A machine-learning study that analysed hundreds of thousands of earthquakes beat the standard method at predicting the location of aftershocks.
Scientists say that the work provides a fresh way of exploring how changes in ground stress, such as those that occur during a big earthquake, trigger the quakes that follow. It could also help researchers to develop new methods for assessing seismic risk.
“We’ve really just scratched the surface of what machine learning may be able to do for aftershock forecasting,” says Phoebe DeVries, a seismologist at Harvard University in Cambridge, Massachusetts. She and her colleagues report their findings1 on 29 August in Nature.

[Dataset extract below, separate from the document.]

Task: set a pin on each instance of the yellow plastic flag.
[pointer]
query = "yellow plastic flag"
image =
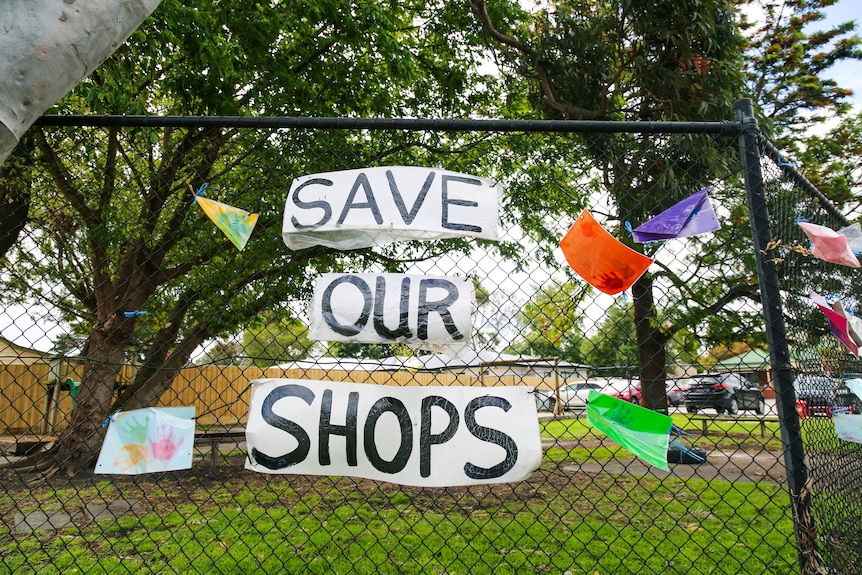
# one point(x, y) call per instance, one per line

Aftershocks occur after the main earthquake, and they can be just as damaging — or more so — than the initial shock. A magnitude-7.1 earthquake near Christchurch, New Zealand, in September 2010 didn’t kill anyone: but a magnitude-6.3 aftershock, which followed more than 5 months later and hit closer to the city centre, resulted in 185 deaths.
Seismologists can generally predict how large aftershocks will be, but they struggle to forecast where the quakes will happen. Until now, most scientists used a technique that calculates how an earthquake changes the stress in nearby rocks and then predicts how likely that change would result in an aftershock in a particular location. This stress-failure method can explain aftershock patterns successfully for many large earthquakes, but it doesn’t always work2.

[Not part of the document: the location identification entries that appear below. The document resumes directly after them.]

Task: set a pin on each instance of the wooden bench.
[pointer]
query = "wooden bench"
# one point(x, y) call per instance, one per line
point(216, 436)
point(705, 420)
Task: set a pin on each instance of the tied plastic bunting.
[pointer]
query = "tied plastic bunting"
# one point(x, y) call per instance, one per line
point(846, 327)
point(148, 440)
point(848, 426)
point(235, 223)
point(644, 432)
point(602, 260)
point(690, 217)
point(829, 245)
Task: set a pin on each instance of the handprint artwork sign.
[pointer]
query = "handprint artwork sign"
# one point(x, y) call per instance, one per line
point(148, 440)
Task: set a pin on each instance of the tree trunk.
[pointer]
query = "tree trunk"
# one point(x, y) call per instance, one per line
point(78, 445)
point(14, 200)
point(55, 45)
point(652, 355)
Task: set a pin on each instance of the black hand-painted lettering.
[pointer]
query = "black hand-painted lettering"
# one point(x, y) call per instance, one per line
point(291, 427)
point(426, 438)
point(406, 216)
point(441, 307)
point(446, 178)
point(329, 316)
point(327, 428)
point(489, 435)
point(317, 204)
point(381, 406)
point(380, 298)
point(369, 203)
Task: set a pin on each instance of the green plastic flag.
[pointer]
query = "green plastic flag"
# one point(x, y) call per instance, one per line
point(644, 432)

There are large amounts of data available on past earthquakes, and DeVries and her colleagues decided to harness them to come up with a better prediction method. “Machine learning is such a powerful tool in that kind of scenario,” DeVries says.

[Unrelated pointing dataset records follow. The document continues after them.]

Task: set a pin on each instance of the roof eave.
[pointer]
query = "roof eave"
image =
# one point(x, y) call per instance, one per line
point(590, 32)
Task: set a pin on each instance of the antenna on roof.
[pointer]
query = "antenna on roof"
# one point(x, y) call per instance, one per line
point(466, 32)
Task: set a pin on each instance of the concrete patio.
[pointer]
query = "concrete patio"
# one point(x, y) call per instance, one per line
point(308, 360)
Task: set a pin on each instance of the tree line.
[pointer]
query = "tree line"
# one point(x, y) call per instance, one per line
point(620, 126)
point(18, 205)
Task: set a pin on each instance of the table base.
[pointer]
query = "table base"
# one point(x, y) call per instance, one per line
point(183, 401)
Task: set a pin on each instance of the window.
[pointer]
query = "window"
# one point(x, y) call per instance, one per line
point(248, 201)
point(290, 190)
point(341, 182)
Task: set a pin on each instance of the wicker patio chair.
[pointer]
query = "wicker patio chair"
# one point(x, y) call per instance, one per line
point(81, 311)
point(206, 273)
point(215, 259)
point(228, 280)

The scientists looked at more than 131,000 mainshock and aftershock earthquakes, including some of the most powerful tremors in recent history, such as the devastating magnitude-9.1 event that hit Japan in March 2011. The researchers used these data to train a neural network that modelled a grid of cells, 5 kilometres to a side, surrounding each main shock. They told the network that an earthquake had occurred, and fed it data on how the stress changed at the centre of each grid cell. Then the scientists asked it to provide the probability that each grid cell would generate one or more aftershocks. The network treated each cell as its own little isolated problem to solve, rather than calculating how stress rippled sequentially through the rocks.
When the researchers tested their system on 30,000 mainshock-aftershock events, the neural-network forecast predicted aftershock locations more accurately than did the usual stress-failure method. Perhaps more importantly, DeVries says, the neural network also hinted at some of the physical changes that might have been happening in the ground after the main shock. It pointed to certain parameters as potentially important — ones that describe stress changes in materials such as metals, but that researchers don’t often use to study earthquakes.
The findings are a good step towards examining aftershocks with fresh eyes, says Daniel Trugman, a seismologist at the Los Alamos National Laboratory in New Mexico. “The machine-learning algorithm is telling us something fundamental about the complex processes underlying the earthquake triggering,” he says.
The latest study won’t be the final word on aftershock forecasts, says Gregory Beroza, a geophysicist at Stanford University in California. For instance, it doesn’t take into account a type of stress change that happens as seismic waves travel through Earth. But “this paper should be viewed as a new take on aftershock triggering”, he says. “That’s important, and it’s motivating.”